# Calculating the Probability of Two Pairs of Matching Faces When Rolling 4 Dice

I have difficulty with set theory definitions, especially with the problem of throwing 4 dice and calculating the probability of having each pair of these four dice showing the same face. I choose the set incorrectly. The answer to this question is to choose 2 faces out of 6 and arrange the dice with repetition for the 4 dice, and the number of arrangements is 3. So here there are two sets: the first is the set of faces, and the second is the number of dice. The total result is 90. I wanted to reason differently by choosing 1 face out of 6 and then choosing 1 face out of the remaining 5. There I find myself wondering how to arrange them to get the 90 ways.
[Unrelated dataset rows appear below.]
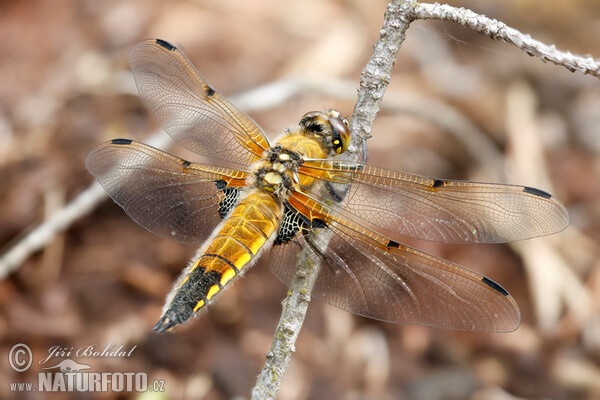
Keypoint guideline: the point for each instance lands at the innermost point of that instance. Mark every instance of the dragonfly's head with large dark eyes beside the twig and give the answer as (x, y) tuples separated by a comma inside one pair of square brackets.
[(330, 127)]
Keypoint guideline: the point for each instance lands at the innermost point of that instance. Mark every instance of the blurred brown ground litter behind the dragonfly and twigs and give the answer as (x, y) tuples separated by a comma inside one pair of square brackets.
[(459, 106)]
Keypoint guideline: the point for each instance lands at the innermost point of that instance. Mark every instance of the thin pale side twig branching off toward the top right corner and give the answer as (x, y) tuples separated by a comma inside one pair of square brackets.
[(499, 30)]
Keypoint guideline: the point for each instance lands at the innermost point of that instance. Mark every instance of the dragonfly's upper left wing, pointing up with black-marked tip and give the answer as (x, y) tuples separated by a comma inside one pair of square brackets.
[(189, 110)]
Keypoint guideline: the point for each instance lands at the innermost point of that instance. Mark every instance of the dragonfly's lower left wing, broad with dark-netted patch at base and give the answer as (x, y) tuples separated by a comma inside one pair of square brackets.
[(167, 195)]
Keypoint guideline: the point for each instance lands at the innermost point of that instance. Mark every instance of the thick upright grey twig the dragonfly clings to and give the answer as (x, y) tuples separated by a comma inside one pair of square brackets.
[(374, 80)]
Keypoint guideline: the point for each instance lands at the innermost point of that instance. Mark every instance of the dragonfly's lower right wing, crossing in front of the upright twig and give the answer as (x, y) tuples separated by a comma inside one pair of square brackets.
[(369, 275)]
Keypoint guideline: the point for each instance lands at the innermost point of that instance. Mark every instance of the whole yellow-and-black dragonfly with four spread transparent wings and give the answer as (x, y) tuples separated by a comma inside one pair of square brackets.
[(248, 196)]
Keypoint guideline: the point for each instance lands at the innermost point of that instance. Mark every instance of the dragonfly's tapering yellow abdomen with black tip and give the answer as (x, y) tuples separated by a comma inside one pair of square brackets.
[(232, 248)]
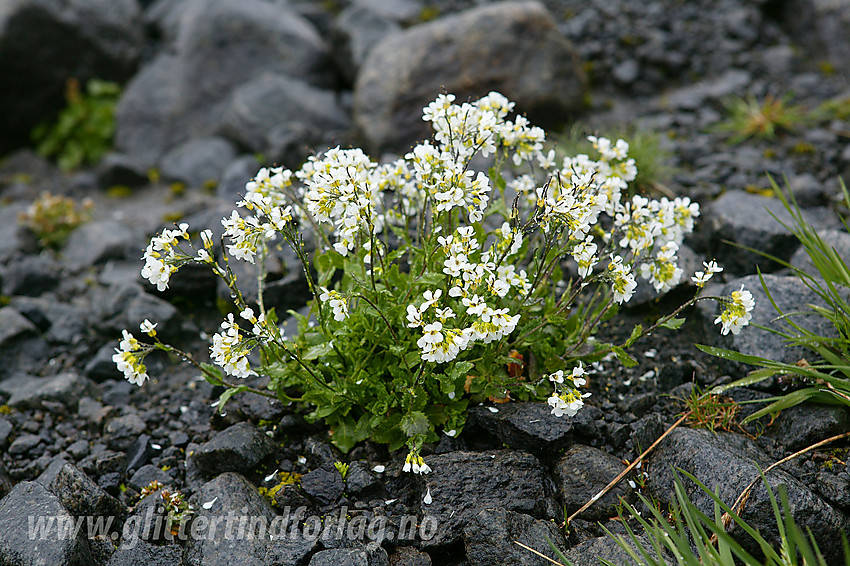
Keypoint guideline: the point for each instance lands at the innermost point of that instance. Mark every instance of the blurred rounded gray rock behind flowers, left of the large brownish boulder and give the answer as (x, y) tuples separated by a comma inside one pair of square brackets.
[(283, 118)]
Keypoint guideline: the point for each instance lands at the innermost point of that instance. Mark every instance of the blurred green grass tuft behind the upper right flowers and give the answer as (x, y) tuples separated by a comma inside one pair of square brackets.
[(651, 158)]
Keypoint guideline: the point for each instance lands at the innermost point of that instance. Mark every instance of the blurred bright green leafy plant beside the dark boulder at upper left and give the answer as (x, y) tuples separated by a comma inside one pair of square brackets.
[(84, 129)]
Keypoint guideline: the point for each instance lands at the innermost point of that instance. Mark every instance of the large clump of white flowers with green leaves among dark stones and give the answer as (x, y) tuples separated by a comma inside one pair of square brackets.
[(436, 285)]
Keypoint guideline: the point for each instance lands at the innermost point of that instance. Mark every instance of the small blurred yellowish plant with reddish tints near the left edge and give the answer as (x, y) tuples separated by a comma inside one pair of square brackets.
[(51, 218)]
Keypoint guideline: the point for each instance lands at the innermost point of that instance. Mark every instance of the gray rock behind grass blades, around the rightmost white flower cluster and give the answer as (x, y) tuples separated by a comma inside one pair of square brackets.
[(791, 295)]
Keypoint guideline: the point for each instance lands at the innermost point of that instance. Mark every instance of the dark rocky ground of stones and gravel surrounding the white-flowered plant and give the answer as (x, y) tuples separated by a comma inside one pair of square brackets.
[(215, 88)]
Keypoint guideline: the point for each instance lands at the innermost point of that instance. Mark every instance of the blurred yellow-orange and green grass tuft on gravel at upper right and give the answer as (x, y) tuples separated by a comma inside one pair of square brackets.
[(761, 119)]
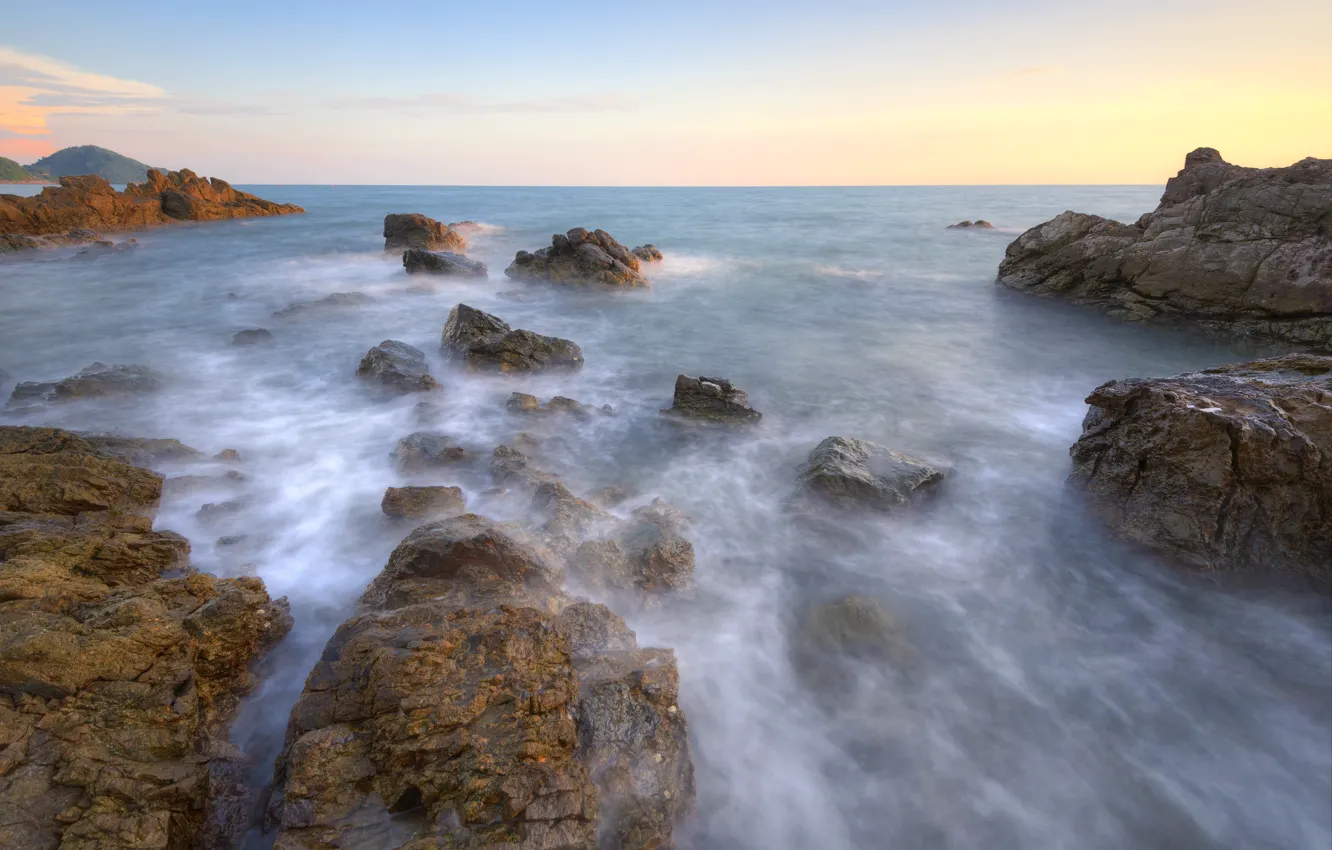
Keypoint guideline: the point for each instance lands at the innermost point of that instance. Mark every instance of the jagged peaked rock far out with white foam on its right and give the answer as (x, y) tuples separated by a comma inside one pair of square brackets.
[(580, 258)]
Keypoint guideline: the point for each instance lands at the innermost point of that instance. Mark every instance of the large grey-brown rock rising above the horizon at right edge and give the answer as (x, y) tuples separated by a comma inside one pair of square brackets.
[(1243, 251)]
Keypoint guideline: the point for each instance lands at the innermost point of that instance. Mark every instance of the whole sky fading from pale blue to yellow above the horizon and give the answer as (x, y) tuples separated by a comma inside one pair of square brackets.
[(829, 93)]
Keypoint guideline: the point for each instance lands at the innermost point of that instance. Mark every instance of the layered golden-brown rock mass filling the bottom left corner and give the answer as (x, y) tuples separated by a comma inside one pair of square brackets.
[(117, 681)]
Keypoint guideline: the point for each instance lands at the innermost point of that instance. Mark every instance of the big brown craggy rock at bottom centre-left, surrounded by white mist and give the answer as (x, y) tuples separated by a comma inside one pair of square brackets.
[(471, 704)]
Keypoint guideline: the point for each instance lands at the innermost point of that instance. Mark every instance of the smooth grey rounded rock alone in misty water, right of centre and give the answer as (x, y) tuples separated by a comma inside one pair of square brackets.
[(861, 475)]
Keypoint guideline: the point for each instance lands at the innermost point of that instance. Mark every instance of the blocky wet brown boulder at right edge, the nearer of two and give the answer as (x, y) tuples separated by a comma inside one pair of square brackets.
[(1223, 470)]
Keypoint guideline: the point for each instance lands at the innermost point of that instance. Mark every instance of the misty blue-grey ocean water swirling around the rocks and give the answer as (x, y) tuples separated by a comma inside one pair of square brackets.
[(1058, 691)]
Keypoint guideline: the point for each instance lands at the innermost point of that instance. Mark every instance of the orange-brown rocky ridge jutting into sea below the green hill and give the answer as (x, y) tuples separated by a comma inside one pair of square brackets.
[(90, 205)]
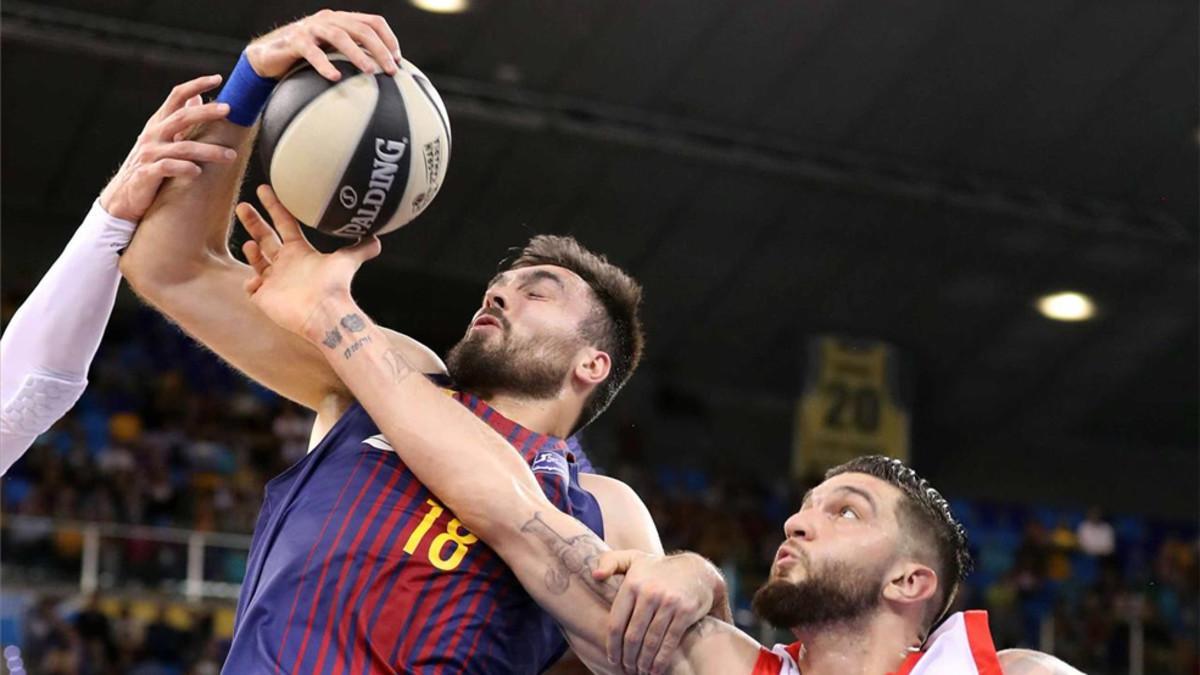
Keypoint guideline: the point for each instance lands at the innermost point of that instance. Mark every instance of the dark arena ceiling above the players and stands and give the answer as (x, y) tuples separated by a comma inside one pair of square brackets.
[(916, 171)]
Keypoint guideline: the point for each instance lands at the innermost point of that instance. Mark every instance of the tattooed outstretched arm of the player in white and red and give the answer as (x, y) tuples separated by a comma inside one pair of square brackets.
[(463, 461)]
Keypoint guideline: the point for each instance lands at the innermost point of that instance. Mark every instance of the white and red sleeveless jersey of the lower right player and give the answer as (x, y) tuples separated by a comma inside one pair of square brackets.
[(962, 646)]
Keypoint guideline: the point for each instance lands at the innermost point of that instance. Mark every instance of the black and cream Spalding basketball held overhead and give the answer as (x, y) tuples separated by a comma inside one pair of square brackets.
[(364, 156)]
• Do the two pairs have to show different faces, eg $(4,4)$ and $(3,3)$ or can all four faces be identical ? Commented May 23 at 9:20
• They show different faces (4;4) and (3;3) Commented May 23 at 9:52
• Ok, it wasn't clear in the question. Commented May 23 at 10:15

1. First choose the number on the first die (6 options). Next, choose which other die has the same number (3 options). Finally, choose the number on the other two dice (5 options). This gives $$6\times 3\times 5=90$$.
2. First choose two numbers to be rolled: there are $$\binom 62=15$$ ways to do this. Then choose which two dice show the higher number: there are $$\binom 42=6$$ ways to do this. This gives $$15\times 6=90$$.